## Author Response (Reviewer pvdL)
Dear Reviewer pvdL, thank you very much for your careful review of our paper and thoughtful comments. We are encouraged by your positive comments on our **insightful and novel method**, **effectiveness**, **efficiency**, **comprehensive evaluation**, and **good paper presentation**. We hope the following responses could help clarify potential misunderstandings and alleviate your concerns.
---
**Q1**: Table 8 shows that the evaluation only picks 100 classes from ImageNet. This is wired. Has the method been tested on 1000 classes? What is the scalability of the proposed method? How does the method perform compared to other methods when the number of classes increases?
**R1**: Thank you for the insightful question! We are deeply sorry that our dataset selection may lead you to concerns about our effectiveness.
- **Using ImageNet subset is a common setting in existing backdoor-related works** (e.g., [1, 2]). For example, Fu et al. [1] picked 20 classes and Huang et al. [2] picked 30 classes from ImageNet. In our work, we deliberately chose a relatively large number of categories (i.e., 100) to evaluate the scalability of all methods.
- However, we do understand your concerns. To further alleviate them, we conduct additional experiments on the ImageNet-1K dataset. Due to the time constraint, we use BadNets and WaNet as attack baselines. Specifically, we set the poison rate to 5\% and finetune the pre-trained ResNet-18 on ImageNet-1k to implant backdoors.
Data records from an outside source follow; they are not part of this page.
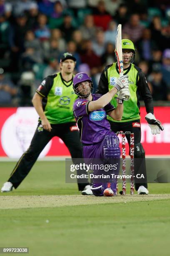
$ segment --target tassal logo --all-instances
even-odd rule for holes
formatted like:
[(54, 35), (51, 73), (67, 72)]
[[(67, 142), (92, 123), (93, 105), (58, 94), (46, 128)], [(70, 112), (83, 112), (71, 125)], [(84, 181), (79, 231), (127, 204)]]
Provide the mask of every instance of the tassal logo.
[(105, 111), (94, 111), (91, 112), (90, 115), (90, 119), (92, 121), (101, 121), (106, 116)]

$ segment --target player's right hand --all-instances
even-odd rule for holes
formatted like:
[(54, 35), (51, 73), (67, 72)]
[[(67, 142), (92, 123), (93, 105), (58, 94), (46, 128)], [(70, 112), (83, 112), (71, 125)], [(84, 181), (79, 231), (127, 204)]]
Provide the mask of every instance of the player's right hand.
[(50, 132), (51, 131), (52, 128), (51, 128), (51, 125), (47, 118), (42, 120), (41, 124), (45, 130), (46, 130), (49, 132)]
[(126, 85), (123, 89), (120, 91), (118, 97), (120, 100), (128, 100), (130, 98), (130, 92), (129, 86)]
[(124, 75), (118, 78), (116, 81), (116, 84), (115, 86), (118, 91), (123, 89), (125, 86), (129, 86), (128, 77), (128, 75)]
As shown in Table 1, **both BTI-DBF (U) and BTI-DBF \(P\) are still effective** (BA drops less than 3%, while the ASR is within 5%), even if the number of classes is huge.
We have provided more details in Appendix M of our revision.
**Reference**
1. Kunzhe Huang, et al. "Backdoor Defense via Decoupling the Training Process." ICLR 2022.
2. Chong Fu, et al. "FreeEagle: Detecting Complex Neural Trojans in Data-Free Cases." USENIX Security 2023.
**Table 1. The performance (%) of our methods in defending against BadNets and WaNet on ImageNet-1K.**
| Defense $\rightarrow$ |No Defense | BTI-DBF (P\)| BTI-DBF (U)|
| ---- | ---- | ---- | ---- |
| Attack $\downarrow$ Metric $\rightarrow$ |BA / ASR | BA / ASR| BA / ASR|
| BadNets | 59.79 / 99.63 |57.82 / 4.16|57.42 / 3.57|
| WaNet | 61.20 / 96.13 |58.46 / 2.84|59.39 / 1.05|
---
**Q2**: Section 2.2 misses some latest work on feature level BTI:**(1)** SSL-Cleanse: Trojan Detection and Mitigation in Self-Supervised Learning, 2023. **(2)** Detecting Backdoors in Pre-trained Encoders, 2023. Although these 2 works focus on self-supervised learning, they are highly related to the feature level BTI. It would be better to discuss them in Section 2.2.
**R2**: Thank you for this constructive suggestion! After carefully reading their papers, we have added some discussions in Section 2.2, as follows: **Besides, two recent research discussed how to conduct BTI in the feature space under self-supervised learning, inspired by neural cleanse**. Besides, we summarize the differences between their works and our method as follows.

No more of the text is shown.